THE ARGOSY 2009

One of the highlights - if not the highlight
of a professionally erratic twelve months was a run of theatre dates as
opening act for (and on keyboards with) Mungo Jerry. This was
traceable to late spring when Ray Dorset, the group's mainstay,
figurehead, and eminence grise - and a friend of many years standing - 
rang me with the proposition from an airport sur le continent. 
'Do you want to think about it?', he asked.  No, I didn't.
     
My experience of consecutive engagements at venues with tiered seating,
usherettes and backstage mirrors bordered by light bulbs has been
limited. The last time was probably in Holland as one of Dave Berry's
Cruisers in the late 1980s. Nevertheless, as if it was the most natural
thing in the world, I reacted to each 'five minutes, Mr.
Clayson!' rap on the dressing room door like a sprinter to a starting
pistol. My mind clicking into performance mode was almost audible as,
in the wake of a build-up by Ray-as-interlocutor, I slapped a
high-five with him, and walked the same tightrope as I have for decades 
before every type and size of audience. 
     
An abiding memory of the first stop in the wilds of Middlesex, however,
is of freezing corridors; a harrowing soundcheck that left us with just
one vocal microphone, and a presentation that, owing to some by-law or other, 
had to be condensed into two hours and done with by 10 p.m. Yet the next
night - at Milton Keynes's plush Stables - owned by British jazz
behemoths Johnny Dankworth and Cleo Laine - was all but faultless.

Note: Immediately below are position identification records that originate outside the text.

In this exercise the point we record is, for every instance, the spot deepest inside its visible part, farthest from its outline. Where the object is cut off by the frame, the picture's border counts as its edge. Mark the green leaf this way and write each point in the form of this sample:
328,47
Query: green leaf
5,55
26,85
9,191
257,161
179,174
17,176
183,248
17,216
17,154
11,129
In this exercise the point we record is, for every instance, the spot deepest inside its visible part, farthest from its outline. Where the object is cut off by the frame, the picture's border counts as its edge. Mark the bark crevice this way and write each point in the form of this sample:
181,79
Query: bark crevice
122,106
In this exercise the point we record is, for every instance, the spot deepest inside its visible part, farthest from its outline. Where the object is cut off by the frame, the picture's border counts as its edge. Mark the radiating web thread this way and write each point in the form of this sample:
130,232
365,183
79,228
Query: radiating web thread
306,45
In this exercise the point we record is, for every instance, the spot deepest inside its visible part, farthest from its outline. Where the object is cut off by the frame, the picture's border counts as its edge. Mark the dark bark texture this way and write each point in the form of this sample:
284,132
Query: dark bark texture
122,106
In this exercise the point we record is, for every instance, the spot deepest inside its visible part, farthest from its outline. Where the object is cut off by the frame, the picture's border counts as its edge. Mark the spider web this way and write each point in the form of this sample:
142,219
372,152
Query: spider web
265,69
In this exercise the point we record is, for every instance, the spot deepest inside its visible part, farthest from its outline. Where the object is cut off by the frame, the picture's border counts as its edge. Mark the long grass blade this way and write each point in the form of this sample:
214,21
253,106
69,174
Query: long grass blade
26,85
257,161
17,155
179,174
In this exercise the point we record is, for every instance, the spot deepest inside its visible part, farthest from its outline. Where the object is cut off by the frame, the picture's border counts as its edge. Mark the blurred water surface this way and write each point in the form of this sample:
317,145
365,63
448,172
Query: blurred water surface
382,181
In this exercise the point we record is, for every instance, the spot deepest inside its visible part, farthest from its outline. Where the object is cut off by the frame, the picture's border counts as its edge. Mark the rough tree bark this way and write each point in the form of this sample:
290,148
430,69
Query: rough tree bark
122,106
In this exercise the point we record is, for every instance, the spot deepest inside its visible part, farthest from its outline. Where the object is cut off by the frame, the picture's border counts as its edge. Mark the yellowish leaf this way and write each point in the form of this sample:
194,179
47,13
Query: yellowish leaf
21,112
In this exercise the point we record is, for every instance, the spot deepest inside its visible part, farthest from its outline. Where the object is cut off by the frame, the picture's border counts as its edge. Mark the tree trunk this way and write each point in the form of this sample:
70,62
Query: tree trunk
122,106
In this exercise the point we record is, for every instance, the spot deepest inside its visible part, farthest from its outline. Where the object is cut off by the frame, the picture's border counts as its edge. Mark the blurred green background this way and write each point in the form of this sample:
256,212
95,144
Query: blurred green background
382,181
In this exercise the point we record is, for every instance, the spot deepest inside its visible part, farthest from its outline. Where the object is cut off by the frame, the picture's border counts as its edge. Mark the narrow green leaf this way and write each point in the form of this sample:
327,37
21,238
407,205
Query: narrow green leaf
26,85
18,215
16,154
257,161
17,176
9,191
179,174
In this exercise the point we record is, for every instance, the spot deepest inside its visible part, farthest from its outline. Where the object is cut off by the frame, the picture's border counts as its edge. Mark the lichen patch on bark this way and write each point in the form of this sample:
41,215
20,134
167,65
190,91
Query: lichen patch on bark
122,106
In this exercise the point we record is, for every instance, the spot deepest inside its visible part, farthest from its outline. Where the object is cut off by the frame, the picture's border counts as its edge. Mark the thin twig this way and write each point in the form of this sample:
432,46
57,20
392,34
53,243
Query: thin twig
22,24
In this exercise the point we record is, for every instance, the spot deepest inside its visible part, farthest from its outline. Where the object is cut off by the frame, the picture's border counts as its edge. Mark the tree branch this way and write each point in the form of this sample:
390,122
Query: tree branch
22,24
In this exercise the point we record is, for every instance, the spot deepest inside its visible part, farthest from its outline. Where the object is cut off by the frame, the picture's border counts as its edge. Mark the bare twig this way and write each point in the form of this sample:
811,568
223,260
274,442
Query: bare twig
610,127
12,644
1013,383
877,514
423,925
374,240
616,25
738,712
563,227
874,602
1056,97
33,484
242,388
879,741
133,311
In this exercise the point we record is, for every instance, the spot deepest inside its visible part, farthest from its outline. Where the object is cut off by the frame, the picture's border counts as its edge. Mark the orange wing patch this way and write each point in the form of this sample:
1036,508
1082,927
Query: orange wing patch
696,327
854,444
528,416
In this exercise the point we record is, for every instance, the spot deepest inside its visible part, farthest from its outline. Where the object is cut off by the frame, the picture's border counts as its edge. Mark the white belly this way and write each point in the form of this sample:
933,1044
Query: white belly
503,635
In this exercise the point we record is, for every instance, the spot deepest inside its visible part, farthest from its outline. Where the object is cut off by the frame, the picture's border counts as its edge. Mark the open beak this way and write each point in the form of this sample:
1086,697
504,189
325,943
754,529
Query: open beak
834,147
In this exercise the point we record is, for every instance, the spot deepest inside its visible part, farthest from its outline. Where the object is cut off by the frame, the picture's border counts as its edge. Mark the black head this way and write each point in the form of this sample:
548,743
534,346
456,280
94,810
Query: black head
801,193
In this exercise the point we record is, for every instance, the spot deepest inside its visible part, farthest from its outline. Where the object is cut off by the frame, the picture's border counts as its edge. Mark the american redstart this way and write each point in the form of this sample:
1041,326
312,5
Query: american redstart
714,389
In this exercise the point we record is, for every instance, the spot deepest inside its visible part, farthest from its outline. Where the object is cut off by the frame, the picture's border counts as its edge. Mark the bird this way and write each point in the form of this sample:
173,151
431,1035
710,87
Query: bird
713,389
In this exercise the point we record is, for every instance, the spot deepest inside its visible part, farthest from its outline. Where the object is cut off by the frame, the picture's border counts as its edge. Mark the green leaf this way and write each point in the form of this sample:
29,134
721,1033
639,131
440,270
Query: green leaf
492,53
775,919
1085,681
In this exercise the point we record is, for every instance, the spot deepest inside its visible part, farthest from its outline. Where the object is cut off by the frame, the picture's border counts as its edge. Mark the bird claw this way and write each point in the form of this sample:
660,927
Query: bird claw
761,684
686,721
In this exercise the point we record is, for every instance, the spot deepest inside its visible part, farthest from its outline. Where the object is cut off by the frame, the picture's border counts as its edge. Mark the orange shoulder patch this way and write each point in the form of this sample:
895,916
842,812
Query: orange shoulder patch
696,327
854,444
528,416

There were non-ironic yells for 'more!' when I finished, and an
ear-stinging standing ovation after Mungo Jerry quit the boards when a 
ferocious 'Nutbush City Limits' closed a set in which the most 
low-down blues had hit as intrinsically hard as 'In The Summertime', 
'Lady Rose' and all the other raggedly carefree singalongs that caused 
a different Dorset-penned smash to run through my head each consecutive day. 
     
In this hybrid of an updated Dust Bowl jug band and my own astonishing
pre-Argonauts Billy and the Conquerors, the exhilaration of the
impromptu was prized more than anything as boring as technical
precision by a retinue of two drummers, two bass players (electric and 
upright), a guitarist and, if you count me, two keyboard players, all 
under the metaphorical baton of the gifted Dorset, lead singer, guitarist,
mouth-organist, kazoo-blower and maintainer of a bedrock pulse via 
foot-stomping on a customised percussion appliance.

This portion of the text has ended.